RVA Grooves’ Jennifer Jules Hart with artist Ed Trask on the show
If you're a night owl, you may have seen RVA Grooves on an early Monday morning (12:30 a.m. to be precise) on WWBT-12. Like moths to a flame, more and more Richmond media types are promoting our city's creative movement. It's a nice change from the tired — and hopelessly out of date — refrain that "there's nothing to do in Richmond."
I've already used this space to highlight Marc Cheatham of the Cheats Movement blog, as well as GayRVA.com's founder Kevin Clay (who recently sold his site to another homegrown media outlet, RVA Magazine). And there are many more proud Richmonders supporting the city's creative scene online, on public-access television, on local radio, in print and more. I count Richmond magazine's editors, writers and art directors among them. We're not oblivious cheerleaders — we're too smart for that — but we do want our city and the surrounding counties to succeed.

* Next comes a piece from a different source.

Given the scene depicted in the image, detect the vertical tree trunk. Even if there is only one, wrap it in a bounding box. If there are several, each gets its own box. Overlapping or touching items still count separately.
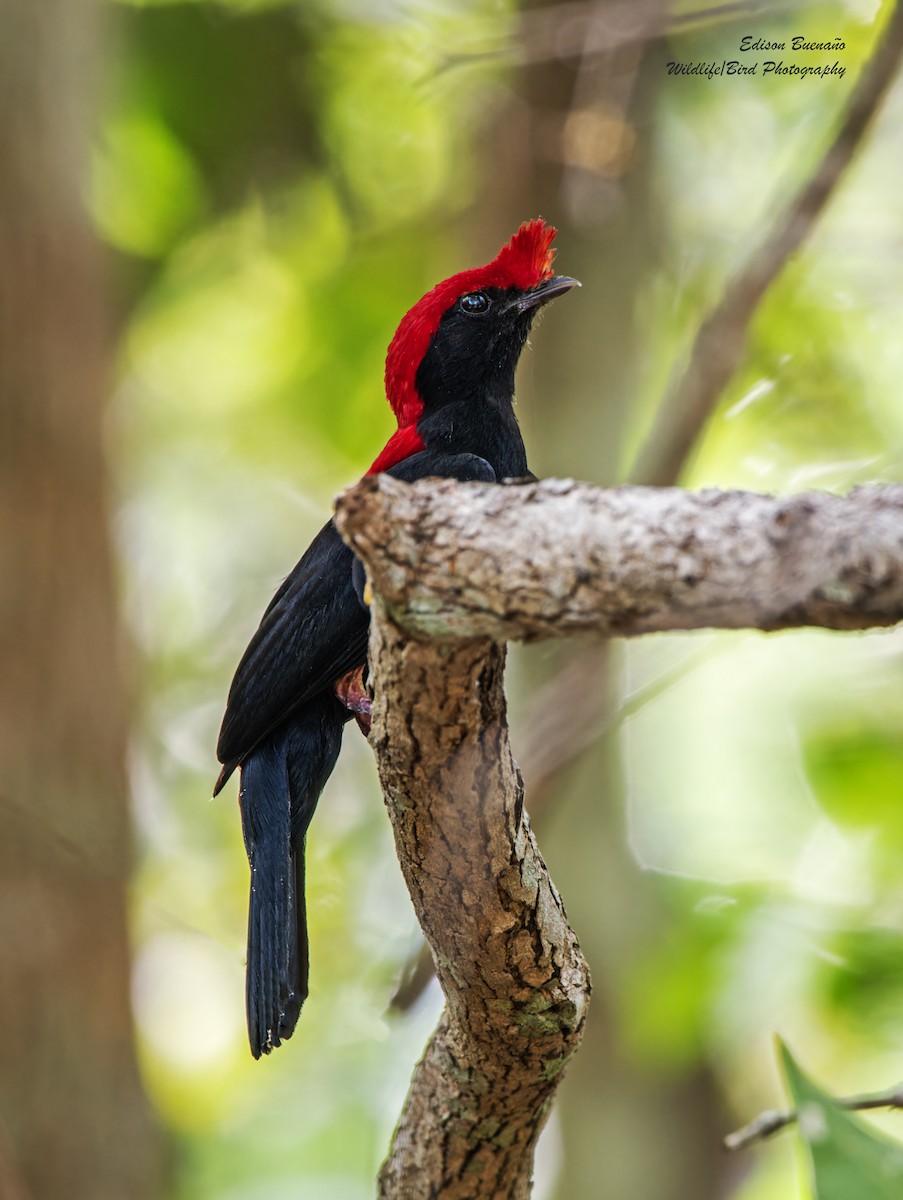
[0,3,164,1196]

RVA Grooves took an unusual path to television. It started as a series of concerts last spring promoted by Johnson Communications. The 20-year-old public-relations firm put on the Richmond Jazz Festival at Maymont and other events, and perhaps most important for the TV show, they have a digital-strategies department, of which RVA Grooves is the centerpiece.
The first episode aired in November, featuring such "friends of Johnson Inc." as the Hippodrome, muralist and city arts activist Ed Trask, and the high-end clothing shop Roan in Carytown. Hosted by Kelli Lemon of KISS-FM, the result is a professional-looking program. The first season, recorded in the summer and fall of 2012, has six episodes, all of which can be seen at rvagrooves.com .
Season two will likely air in late spring or early summer, says Torrance Hampton, creative director for Johnson. The upcoming season will also mark two shifts: one in content and one in production. The first season aired during a paid content slot, but the next will air as part of 12's local programming.
The format will remain the same, with interviews of visual artists (a couple more muralists are on tap), retailers and musicians. But now that the public has gotten wind of the show, people outside the agency are making suggestions. Hampton says we can look forward to a spotlight on Richmond's craft brew scene, chef Jason Alley and Shockoe Denim.
But what about that late-night scheduling? "We're OK with it for now, but we're looking at options," Hampton says.
A few media folks are moving on, but they'll still be in Richmond. Andy Jenks and Nicole Bell, both longtime WWBT-12 reporters (and an anchor in Jenks' case), are now spokespeople for two area school systems. Jenks is at Henrico, and Bell is at Petersburg. I wish them luck at their new gigs.
By the time you read this, I will have moved on myself, to a new job as a writer at ChildFund International. It's my first position in my post-journalism career, so we'll see how that goes. I'll miss sounding off on the local media in this space. To everyone I criticized here, it's because I adore Richmond media and want the best for it. Thanks!